Dans le livre de Robert Harris et le scénario qu’il a cosigné avec Polanski, Picquart est le héros et Dreyfus une victime. La vérité historique est sans doute autre, si l’on en croit Vincent Duclert : » Jamais Picquart n’a été Zola, jamais il n’aurait écrit J’accuse. » Pour l’historien, c’est Dreyfus le véritable héros !
Bonjour Lola
Je suis étonné de ton article
Bonne journée
Pourquoi étonné ?
Lola je n’aurai rien à
ajouter ni à retrancher de ton article tant il est d’une grande justesse !
100% d’accord !!!
Bonjour Lola
Merci pour ton article. Je partage ton point de vue : un sujet nécessaire! Ton blog est toujours très intéressant et c’est toujours un plaisir de te lire.
Merci Héléne j’hésitais à y aller, ayant eu des echos divers du film. Polanski est et restera quoi qu’il arrive un immense realisateur. Il faut savoir juger l’oeuvre séparemment du bonhomme , la première est magistrale, le second l’est bien moins et c’est à la justice de faire son boulot.
pour moi c’est un grand film, le procès de l’homme c’est une autre affaire !
Chère Hélène, tu sait notre complicité depuis LA remontée du Nil, au gré du vent et de l’humanité rencontrée…
Humanités ! C’est le véritable sujet de ces films majeurs et responsables qui dans une période interrogative innonde de « vérités » nos écrans.
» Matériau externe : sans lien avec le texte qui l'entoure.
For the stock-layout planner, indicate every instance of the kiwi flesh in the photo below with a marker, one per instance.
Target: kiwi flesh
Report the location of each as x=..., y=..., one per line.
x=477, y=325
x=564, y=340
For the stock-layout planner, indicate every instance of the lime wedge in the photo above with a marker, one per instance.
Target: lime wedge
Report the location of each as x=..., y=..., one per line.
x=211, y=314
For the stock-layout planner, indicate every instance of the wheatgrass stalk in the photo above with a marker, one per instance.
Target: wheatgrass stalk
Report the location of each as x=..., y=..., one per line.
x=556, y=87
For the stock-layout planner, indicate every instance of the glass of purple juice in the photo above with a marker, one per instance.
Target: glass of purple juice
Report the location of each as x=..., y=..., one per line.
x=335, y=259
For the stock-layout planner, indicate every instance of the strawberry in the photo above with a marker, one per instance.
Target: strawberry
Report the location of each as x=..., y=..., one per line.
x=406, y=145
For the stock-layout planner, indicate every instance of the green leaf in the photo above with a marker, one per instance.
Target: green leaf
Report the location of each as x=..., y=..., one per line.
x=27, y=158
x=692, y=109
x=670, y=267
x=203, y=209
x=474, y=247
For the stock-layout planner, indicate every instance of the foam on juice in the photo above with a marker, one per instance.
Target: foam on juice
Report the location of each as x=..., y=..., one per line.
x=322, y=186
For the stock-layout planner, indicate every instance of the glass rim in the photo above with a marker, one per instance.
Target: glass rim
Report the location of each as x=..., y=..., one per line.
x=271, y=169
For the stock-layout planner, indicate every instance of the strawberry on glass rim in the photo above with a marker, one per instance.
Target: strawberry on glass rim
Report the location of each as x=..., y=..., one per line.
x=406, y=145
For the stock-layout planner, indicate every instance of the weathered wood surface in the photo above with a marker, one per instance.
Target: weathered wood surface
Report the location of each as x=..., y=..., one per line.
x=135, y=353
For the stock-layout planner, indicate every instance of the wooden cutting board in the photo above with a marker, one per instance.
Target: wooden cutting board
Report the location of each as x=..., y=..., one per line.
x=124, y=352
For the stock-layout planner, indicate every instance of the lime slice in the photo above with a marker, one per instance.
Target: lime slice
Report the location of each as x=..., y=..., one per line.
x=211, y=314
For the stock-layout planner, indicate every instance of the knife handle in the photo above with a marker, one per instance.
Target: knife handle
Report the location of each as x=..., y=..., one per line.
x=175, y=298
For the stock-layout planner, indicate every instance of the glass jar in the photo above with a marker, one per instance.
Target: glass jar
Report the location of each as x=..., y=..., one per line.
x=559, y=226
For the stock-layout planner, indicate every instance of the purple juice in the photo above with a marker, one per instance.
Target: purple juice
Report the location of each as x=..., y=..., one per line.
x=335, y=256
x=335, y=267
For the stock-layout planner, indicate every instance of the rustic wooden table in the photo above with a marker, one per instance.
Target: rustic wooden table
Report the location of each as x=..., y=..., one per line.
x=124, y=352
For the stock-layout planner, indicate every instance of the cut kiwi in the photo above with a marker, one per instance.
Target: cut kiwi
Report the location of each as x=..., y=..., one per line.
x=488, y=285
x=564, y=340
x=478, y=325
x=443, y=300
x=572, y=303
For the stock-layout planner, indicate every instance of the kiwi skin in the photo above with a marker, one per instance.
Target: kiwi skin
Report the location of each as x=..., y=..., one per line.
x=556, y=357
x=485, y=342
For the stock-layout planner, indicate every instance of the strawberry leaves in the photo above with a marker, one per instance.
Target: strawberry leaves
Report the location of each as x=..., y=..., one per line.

Que ce soit « l’affaire D. » que tu décrit si sensiblement ou « Joker » et « Les Misérables »; la condition humaine y est abordée avec la liberté nécessaire à un metteur en scène, des acteurs connus ou inconnus, des correspondances qui laissent à penser que la citation de nôtre Hugo Victor, clôturant le film du même nom que son ouvrage majeur, nous siffle aux oreilles sa lucide sentence:
» Mes amis, retenez ceci, il n’y a ni mauvaises herbes, ni mauvais hommes. Il n’y a que des mauvais cultivateurs » …!!
Et René Char de lui répondre en écho:
» La lucidité est la blessure la plus rapprochée du soleil ».
A la lumière d’une lettre, puissions nous, nous indigner librement de la reconnaissance de notre Humanité?